Jed Lake Letter Dec. 19, 1862
27th Iowa Top Banner

History of Buchanan County, Iowa 1842 to 1881
Transcribed by Tommy Joe Fulton and Peggy Hoehne

pages 178-179

LETTER NO. XCVI.

CAMP NEAR THE TALLAHATCHIE MISSISSIPPI, December 19, 1862,

FRIEND RICH: - The report of colonel commanding the Twenty-seventh Iowa, to Colonel Dubois, as to the position of our regiment, reads about as follows: "Companies A and F are stationed so as to guard the four bridges south of the tank, at Waterford. Company I guards the hospital; D and H, the four bridges next south; and companies A, F, and C guard the commissary stores and the road near the fort, north of the river. E and K guard the bridge next south of the fort. G and B are on the north bank of the Tallahatchie." This disposition of our forces is likely to remain for some time. Though we have no definite orders as to the length of time that we may stay here, yet we feel sure, from our surroundings, that the fate of the Twenty-seventh is for the present fixed. Our communication with America is by railroad to Grand Junction, thence to Columbus, Kentucky, and by boat to Caito. We are also in railroad connection with Corinth and other parts of the world.

The Twenty-seventh now has six hundred and thirty men fit for duty. We sent to Vicksburgh, that have not yet joined us, fifty-one men. We left in Memphis one hundred and five convalescents and sick, and we have here about forty-five in the hospitals. There were left in Minnesota, who have since come to Cairo, and probably to Memphis, twenty-six. The balance of the regiment were left sick at Cairo, and at different points on the river, coming down.

We have received no news from home since we left Cairo, and consequently do not know the condition of the sick at the various hospitals.

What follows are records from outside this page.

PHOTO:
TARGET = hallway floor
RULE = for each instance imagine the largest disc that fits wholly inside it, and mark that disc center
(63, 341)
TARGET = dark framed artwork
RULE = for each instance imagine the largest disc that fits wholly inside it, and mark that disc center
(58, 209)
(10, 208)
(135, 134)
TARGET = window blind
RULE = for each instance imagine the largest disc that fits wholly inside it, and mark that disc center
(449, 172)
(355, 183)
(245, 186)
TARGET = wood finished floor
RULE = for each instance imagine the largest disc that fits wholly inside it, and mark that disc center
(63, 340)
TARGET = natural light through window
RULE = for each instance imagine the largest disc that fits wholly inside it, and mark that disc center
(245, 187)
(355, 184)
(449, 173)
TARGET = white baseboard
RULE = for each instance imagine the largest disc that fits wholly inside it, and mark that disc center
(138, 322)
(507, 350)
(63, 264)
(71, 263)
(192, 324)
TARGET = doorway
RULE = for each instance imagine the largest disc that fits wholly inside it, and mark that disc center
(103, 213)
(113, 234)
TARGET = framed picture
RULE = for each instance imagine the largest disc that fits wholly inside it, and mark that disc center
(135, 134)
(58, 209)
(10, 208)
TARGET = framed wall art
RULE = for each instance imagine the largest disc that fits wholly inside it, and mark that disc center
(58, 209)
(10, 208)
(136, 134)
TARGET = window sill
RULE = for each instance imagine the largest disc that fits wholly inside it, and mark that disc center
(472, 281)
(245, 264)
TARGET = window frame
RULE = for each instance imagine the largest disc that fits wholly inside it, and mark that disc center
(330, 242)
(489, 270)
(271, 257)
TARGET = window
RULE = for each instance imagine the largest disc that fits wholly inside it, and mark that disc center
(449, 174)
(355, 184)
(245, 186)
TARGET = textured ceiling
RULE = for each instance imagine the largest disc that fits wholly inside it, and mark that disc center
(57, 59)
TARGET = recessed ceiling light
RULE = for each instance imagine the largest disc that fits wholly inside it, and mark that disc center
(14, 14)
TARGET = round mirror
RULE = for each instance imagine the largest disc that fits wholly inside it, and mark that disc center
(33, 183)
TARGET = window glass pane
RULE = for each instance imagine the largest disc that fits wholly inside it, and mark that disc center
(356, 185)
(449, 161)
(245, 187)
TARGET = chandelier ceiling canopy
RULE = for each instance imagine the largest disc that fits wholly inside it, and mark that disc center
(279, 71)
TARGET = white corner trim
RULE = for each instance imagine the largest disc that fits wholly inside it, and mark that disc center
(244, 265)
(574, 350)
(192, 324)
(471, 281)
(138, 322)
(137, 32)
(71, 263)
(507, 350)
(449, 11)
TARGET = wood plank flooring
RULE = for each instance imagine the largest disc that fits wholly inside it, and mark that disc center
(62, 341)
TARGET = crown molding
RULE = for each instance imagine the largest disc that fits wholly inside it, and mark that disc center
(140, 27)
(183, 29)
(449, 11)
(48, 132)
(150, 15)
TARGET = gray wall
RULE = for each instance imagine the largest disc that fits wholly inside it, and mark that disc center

Their condition should be reported to us every twenty days. They may have done this, but for their own protection they ought immediately to report to their company commanders, directing their letters as heretofore described.

Nothing can equal the sufferings that the people of this part of Mississippi will undergo before another harvest. Price's army was quartered here for a long time. Grant's army then came through and took what Price had left. Sherman's column came through six miles west of this. Now there are stationed along this road, from Grand Junction to Oxford, some forty thousand men, to whom the United States issues only half rations of meat, expecting that they will draw the rest from the inhabitants of the country. We sent out eighteen men and two teams yesterday, and they got only six hogs and one beef, and went about twelve miles into the country. They report foraging as very precarious business, in that direction at least. And that, not on account of the danger of being attacked, but because the forage is not there. In the fields immediately around the encampment of companies A and F there is plenty of unpicked corn. But other than that we find little to subsist ourselves and horses upon. If we can get back where neither army has been, report says there is plenty of forage and cattle, and if we stay here any length of time we shall be apt to go out and test the truth of these reports. Should anything of interest transpire, we will keep you posted.